The Prince of Orange, in his capacity as Chair of the UN Secretary General's Advisory Board on Water and Sanitation said: "The urban water challenge must be recognised for what it really is – a crisis of governance, weak policies and poor management, rather than a scarcity crisis. We need to sure up water security against the added problems of pollution, and climate change. We need innovative ideas and good practices to implement. This conference has a duty to urge a reversal of the decline in per capita investment in water and sanitation for cities. It has a duty also to alert decision makers at every level to this water and sanitation crisis".
To help alleviate this crisis, in 2010, approximately USD 464 million was leveraged towards UN-HABITAT's Water and Sanitation Trust Fund activities . This enabled the agency to provide water, sanitation and solid waste services to nearly 1 million people around the world.
In Africa, UN-HABITAT's Lake Victoria Region Water and Sanitation Initiative serving 15 towns in five countries is been funded by the African Development Bank with a grant of USD 110 million and is aimed at benefiting 800,000 people. In 2010 alone, the trust fund Programme in Asia (Mekong and Water for Asian Cities in Nepal and India) served an estimated 267,400 persons.

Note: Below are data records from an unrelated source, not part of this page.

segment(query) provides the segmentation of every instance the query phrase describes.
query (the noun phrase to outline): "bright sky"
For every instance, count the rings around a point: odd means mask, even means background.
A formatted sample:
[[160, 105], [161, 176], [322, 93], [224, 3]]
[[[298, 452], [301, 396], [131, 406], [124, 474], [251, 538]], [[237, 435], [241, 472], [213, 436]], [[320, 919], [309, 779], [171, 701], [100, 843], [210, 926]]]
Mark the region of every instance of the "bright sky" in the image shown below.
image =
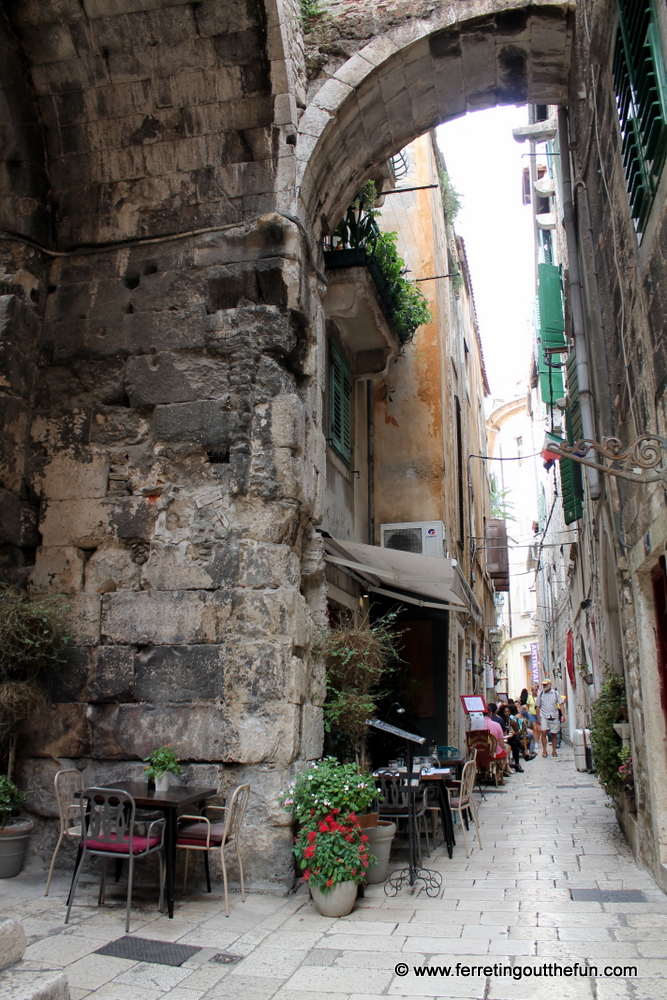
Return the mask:
[[476, 111], [441, 125], [438, 142], [460, 193], [456, 230], [466, 244], [486, 370], [494, 398], [525, 386], [532, 350], [535, 258], [532, 212], [521, 204], [529, 152], [512, 129], [525, 107]]

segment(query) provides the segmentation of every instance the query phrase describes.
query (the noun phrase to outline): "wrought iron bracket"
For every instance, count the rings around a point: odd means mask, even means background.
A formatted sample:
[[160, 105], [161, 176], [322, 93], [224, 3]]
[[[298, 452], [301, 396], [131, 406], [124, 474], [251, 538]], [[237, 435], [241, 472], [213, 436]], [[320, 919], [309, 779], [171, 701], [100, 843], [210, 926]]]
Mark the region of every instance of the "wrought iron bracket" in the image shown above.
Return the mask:
[[[586, 458], [591, 451], [613, 462], [613, 467]], [[667, 486], [667, 438], [658, 434], [641, 434], [627, 448], [618, 438], [603, 438], [601, 443], [581, 438], [574, 444], [562, 441], [558, 445], [550, 445], [549, 452], [629, 483], [663, 483]]]

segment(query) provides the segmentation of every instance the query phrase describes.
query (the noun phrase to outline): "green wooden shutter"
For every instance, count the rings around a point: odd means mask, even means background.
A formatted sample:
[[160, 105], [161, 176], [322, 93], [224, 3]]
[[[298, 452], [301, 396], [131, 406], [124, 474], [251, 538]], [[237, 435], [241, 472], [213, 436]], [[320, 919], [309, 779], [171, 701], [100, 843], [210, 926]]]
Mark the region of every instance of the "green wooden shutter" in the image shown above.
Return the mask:
[[[568, 354], [565, 367], [567, 368], [567, 392], [569, 397], [567, 412], [565, 414], [565, 426], [567, 428], [567, 439], [570, 444], [574, 444], [575, 441], [579, 441], [584, 436], [584, 428], [581, 420], [581, 404], [579, 402], [577, 356], [574, 351], [570, 351]], [[583, 514], [584, 483], [581, 475], [581, 466], [578, 462], [573, 462], [571, 458], [561, 458], [560, 460], [560, 486], [565, 523], [572, 524], [574, 521], [578, 521]]]
[[537, 299], [544, 347], [565, 348], [565, 317], [560, 271], [555, 264], [537, 265]]
[[542, 344], [537, 345], [537, 374], [540, 396], [545, 406], [553, 407], [565, 395], [563, 369], [557, 354], [545, 354]]
[[667, 156], [667, 75], [654, 0], [618, 0], [612, 74], [630, 212], [641, 233]]
[[329, 343], [329, 443], [352, 462], [352, 373], [336, 345]]

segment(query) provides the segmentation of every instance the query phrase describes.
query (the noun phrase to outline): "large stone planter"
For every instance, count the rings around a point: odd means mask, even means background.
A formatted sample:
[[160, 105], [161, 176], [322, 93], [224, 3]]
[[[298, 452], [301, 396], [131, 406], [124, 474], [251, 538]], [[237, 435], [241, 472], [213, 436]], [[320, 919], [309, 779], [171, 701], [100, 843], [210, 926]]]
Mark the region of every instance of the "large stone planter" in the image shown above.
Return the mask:
[[32, 828], [29, 819], [0, 827], [0, 878], [13, 878], [21, 871]]
[[377, 826], [368, 827], [365, 831], [368, 837], [368, 850], [377, 858], [377, 863], [369, 865], [366, 871], [366, 881], [369, 885], [376, 885], [378, 882], [385, 882], [387, 879], [387, 868], [389, 867], [389, 855], [391, 845], [396, 833], [396, 824], [389, 820], [379, 820]]
[[317, 886], [311, 885], [310, 894], [323, 917], [346, 917], [357, 898], [357, 883], [339, 882], [328, 892], [322, 892]]

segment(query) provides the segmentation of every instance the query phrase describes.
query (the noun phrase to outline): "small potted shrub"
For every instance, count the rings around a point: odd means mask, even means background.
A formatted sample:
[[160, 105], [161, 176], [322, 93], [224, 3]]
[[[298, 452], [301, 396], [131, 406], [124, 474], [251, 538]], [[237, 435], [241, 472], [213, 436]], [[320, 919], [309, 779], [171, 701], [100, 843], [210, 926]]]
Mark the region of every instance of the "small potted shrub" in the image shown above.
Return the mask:
[[294, 855], [323, 917], [351, 911], [357, 886], [375, 860], [355, 814], [343, 815], [338, 808], [320, 819], [308, 818], [295, 837]]
[[155, 780], [156, 792], [167, 792], [171, 783], [170, 775], [181, 773], [181, 765], [171, 743], [153, 750], [148, 757], [144, 757], [144, 761], [148, 764], [145, 769], [146, 777]]
[[27, 799], [6, 775], [0, 775], [0, 878], [13, 878], [23, 865], [33, 824], [16, 814]]

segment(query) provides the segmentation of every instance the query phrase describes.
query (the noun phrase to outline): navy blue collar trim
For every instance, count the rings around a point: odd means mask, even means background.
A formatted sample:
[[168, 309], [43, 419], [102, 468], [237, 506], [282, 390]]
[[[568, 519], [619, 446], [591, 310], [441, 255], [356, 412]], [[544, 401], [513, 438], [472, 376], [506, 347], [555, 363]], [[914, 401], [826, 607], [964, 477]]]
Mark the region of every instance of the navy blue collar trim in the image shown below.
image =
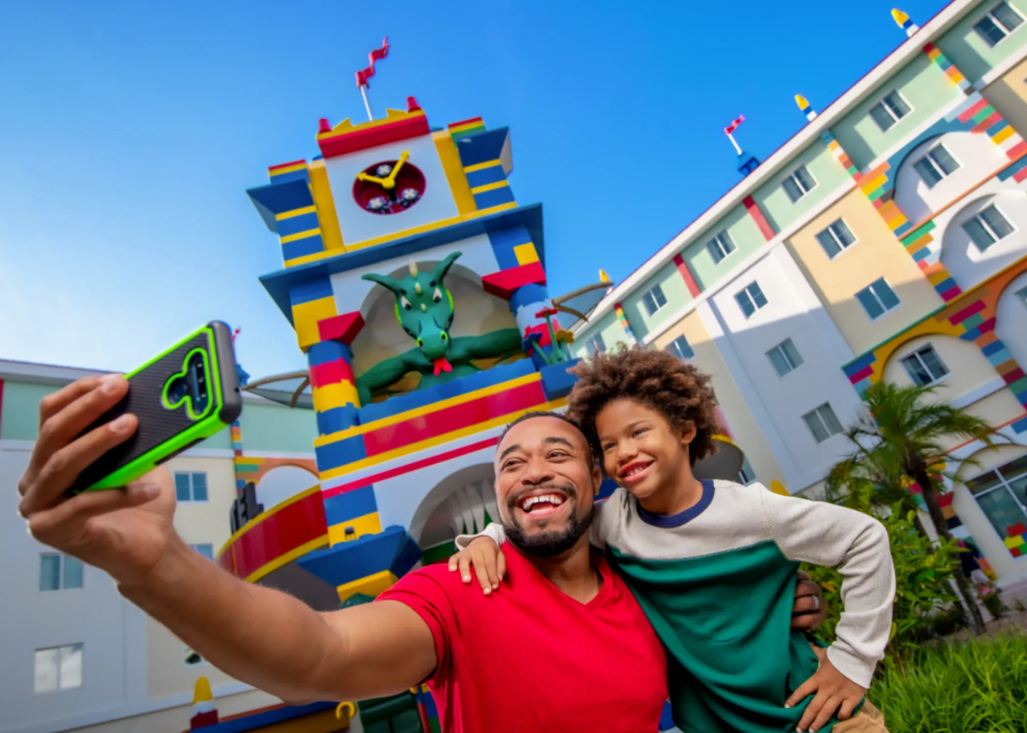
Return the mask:
[[670, 527], [681, 527], [682, 525], [691, 522], [696, 516], [701, 514], [713, 501], [713, 481], [710, 479], [702, 479], [701, 484], [702, 496], [694, 506], [690, 506], [677, 514], [653, 514], [651, 511], [643, 509], [641, 504], [636, 504], [636, 506], [638, 506], [639, 516], [642, 517], [642, 522], [647, 525], [662, 527], [664, 529]]

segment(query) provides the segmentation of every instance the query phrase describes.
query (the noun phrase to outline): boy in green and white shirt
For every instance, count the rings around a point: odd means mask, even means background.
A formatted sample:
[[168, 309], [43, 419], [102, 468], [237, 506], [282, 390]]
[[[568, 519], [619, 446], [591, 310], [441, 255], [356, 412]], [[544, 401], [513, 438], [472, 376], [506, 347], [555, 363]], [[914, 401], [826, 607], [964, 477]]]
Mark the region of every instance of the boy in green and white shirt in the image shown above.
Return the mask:
[[[592, 542], [667, 647], [675, 724], [685, 733], [884, 731], [863, 699], [891, 627], [883, 526], [759, 484], [696, 479], [691, 466], [714, 450], [719, 427], [710, 378], [694, 366], [621, 349], [575, 372], [568, 416], [620, 487], [596, 507]], [[536, 506], [546, 508], [528, 509]], [[496, 577], [505, 533], [490, 525], [484, 535], [491, 540], [473, 542], [450, 568], [491, 564]], [[790, 628], [801, 562], [837, 566], [844, 579], [845, 610], [823, 662]]]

UN-HABITAT is also host to the secretariat as well as leading in the development of Global Water Operators' Partnerships Alliance which is committed to helping water operators help one another improve their collective capacity to provide access to water and sanitation services for all. The H2.0 initiative with funding from Google.org for USD 1.8 million, aims to improve the effectiveness of water and sanitation investments and decision-making.
UN-Water is pushing for stronger political commitment at the national and the local level to put safe drinking water and basic sanitation at the very top of the poverty eradication and the sustainable development agendas.